The Inter-American Development Bank (IDB) has approved a $100 million loan to help Uruguay improve water and solid waste management, with a focus on resilience and the circular economy, the IDB announced. The policy-based loan will boost the resilience of the country’s water supply system, benefiting all 3.5 million inhabitants, particularly the two million people living in the Montevideo metropolitan area.
This is the second loan in a programmatic series of two consecutive operations that are technically linked but financed independently. Beyond helping the population, the program will benefit the private sector—especially agricultural and industrial enterprises—by improving water quality, providing tools to increase the circularity of solid waste, and encouraging investment.

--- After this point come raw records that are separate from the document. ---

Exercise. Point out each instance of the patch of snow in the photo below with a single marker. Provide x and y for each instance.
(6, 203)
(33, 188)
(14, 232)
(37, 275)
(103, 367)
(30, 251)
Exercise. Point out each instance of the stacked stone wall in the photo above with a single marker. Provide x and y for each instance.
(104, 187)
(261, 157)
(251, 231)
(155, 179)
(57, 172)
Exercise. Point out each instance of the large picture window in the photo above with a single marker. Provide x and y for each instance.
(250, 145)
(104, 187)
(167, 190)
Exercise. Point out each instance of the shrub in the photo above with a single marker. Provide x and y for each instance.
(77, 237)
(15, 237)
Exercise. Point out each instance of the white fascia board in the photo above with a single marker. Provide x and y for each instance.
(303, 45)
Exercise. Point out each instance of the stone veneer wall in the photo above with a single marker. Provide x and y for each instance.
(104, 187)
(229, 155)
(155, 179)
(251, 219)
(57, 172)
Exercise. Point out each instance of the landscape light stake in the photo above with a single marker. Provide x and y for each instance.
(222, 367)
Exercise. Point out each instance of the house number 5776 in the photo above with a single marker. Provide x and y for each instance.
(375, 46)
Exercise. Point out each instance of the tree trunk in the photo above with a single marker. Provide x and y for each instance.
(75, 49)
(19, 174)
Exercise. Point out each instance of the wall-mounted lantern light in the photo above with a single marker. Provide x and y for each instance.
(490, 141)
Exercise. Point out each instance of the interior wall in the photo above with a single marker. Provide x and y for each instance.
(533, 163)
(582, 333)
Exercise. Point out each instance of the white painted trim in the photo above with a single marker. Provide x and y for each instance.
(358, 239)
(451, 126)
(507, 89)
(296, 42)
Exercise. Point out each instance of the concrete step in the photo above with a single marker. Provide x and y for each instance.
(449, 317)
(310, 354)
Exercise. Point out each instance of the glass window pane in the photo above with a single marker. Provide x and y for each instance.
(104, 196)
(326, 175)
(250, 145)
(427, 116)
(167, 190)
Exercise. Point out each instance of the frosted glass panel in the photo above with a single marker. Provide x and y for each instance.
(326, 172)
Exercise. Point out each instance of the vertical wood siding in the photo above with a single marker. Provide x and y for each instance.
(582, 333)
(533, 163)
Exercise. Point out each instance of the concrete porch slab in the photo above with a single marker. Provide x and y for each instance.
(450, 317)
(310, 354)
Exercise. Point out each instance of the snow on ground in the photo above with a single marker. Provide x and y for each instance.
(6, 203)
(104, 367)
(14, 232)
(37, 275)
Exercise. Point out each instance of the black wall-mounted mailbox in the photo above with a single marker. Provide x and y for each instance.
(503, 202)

The IDB-backed program will support advances in water loss management, new early warning systems for flooding in several cities, and a new regulatory framework for water pollution. Departmental governments will implement plans to improve solid waste management.
For solid waste, the main measures focus on food waste, electrical and electronic equipment, construction debris, and end-of-life batteries. The program will help reduce food waste by implementing the National Strategy for Reducing Food Loss and Waste. Uruguay will start developing regulations for managing electrical and electronic equipment waste and create guidelines for capturing, recovering, and reusing construction and demolition waste to keep it out of landfills. The program will also implement a traceability plan to collect batteries—including from electric vehicles—and reuse and recycle their materials instead of sending them to landfills.
The $100 million loan has a 19.5-year repayment term, a 6-year grace period, and an interest rate based on the Secured Overnight Financing Rate.